The gist: Women with HER2-positive breast cancer whose tumors also have a mutation called PIK3CA might not respond as well to HER2-targeted treatments. Scientists looked at tumor samples from patients who had taken the drugs trastuzumab (Herceptin) and/or lapatinib (Tykerb). They had also taken neoadjuvant (before surgery) chemotherapy. Patients whose tumors had PIK3CA mutations had a significantly lower rate of treatment success. These findings highlight the need for more research into PIK3CA-targeted therapy. They also echo findings from other researchers.
“Patients with HER-2–positive breast cancer who harbored activating mutations in PIK3CA were considerably less likely to achieve total pathologic complete response to neoadjuvant HER-2–targeted therapies than patients who did not have PIK3CA mutations, according to findings in the randomized, phase 3 NeoALTTO trial.

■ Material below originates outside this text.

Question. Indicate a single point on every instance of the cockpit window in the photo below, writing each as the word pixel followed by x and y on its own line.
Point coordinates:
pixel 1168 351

“PIK3CA activating mutations are present in all subtypes of breast cancer. However, they are enriched in HER-2–positive and ER-positive disease, according to study background.
“José Baselga, MD, PhD, physician-in-chief and chief medical officer at Memorial Sloan Kettering Cancer Center, and colleagues investigated whether an association existed between PIK3CA mutation status and patients’ response to HER-2–targeted therapy.”